De Vellis resigned from Blue State Digital, an Internet strategy firm, once his identity became known.
The Obama campaign had previously insisted that no one affiliated with the campaign had anything to do with the ad, a position that spokesman Bill Burton reiterated last night. "The Obama campaign and its employees had no knowledge and had nothing to do with the creation of the ad," Burton said.
The firm is under contract with Obama's campaign. Joe Rospars, a founding partner of Blue State Digital, is on leave from the company and serves as new-media director for Obama. In a statement by Blue State Digital managing partner Thomas Gensemer, the company sought to distance itself from de Vellis, saying he made the video on his own time and without management's knowledge.
The velocity of the controversy highlights the new rules that govern campaigns in the 21st century. On March 5, the ad -- a biting takeoff of Apple's famous "1984" Super Bowl commercial -- was posted on YouTube by someone calling himself "ParkRidge47" (Clinton was born in Park Ridge, Ill., in 1947).
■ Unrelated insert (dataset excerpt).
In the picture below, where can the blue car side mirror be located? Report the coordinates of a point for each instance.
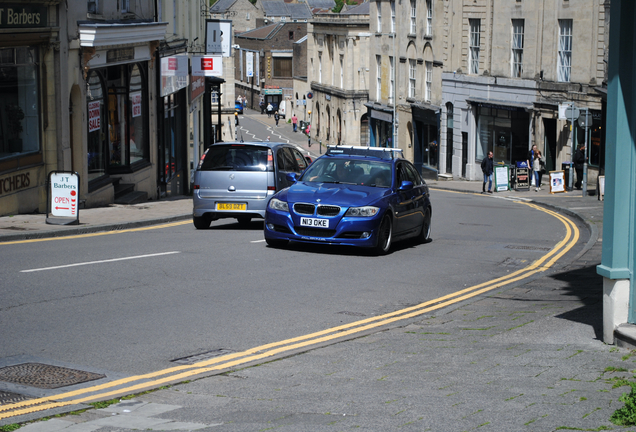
(292, 177)
(406, 185)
The sunglasses-clad man who appeared on a large video screen in the original was replaced by Clinton's image and voice.
By the time de Vellis revealed himself, the clip had been viewed nearly 1.6 million times.
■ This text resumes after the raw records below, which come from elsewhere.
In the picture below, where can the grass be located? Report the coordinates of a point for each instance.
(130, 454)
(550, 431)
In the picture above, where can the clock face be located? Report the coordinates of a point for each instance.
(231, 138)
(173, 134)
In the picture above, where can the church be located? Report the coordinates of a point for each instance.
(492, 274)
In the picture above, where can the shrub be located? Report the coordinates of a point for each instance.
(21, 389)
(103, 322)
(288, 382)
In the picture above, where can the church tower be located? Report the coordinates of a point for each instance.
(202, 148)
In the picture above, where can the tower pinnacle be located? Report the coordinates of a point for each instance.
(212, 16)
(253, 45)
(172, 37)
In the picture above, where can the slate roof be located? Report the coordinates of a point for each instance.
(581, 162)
Gingrich Chides Democrats on War
Former House speaker Newt Gingrich (R) said Democrats in Congress are "deliberately sabotaging" President Bush's effort is Iraq while "hiding behind the process," something he called "a fundamental disservice to the country."
"My argument is if they want to end the war, then take the responsibility," Gingrich said during a lunchtime discussion with Washington Post editors and reporters. "If it's a disaster after you end it, you own it. If it's a brilliant success after you end it, you own it."
Gingrich, who is flirting with the idea of running for president next year, also decried what he said is a federal government that has been transformed into an ineffective bureaucracy that is unable to deal with big challenges such as the Iraq war, Hurricane Katrina, economic competition with China and improving public schools.
"We have tolerated ourselves becoming a muscle-bound, red-tape-ridden bureaucratic society," he said, noting that a personal review he conducted in early 2005 of the Iraq war effort convinced him that "the machine [of government] just doesn't work."
Gingrich said he would decide whether to run for president after conducting a late-September seminar aimed at finding consensus answers to the nation's problems. His organization, American Solutions for Winning the Future, reported raising $1,053,900 in February.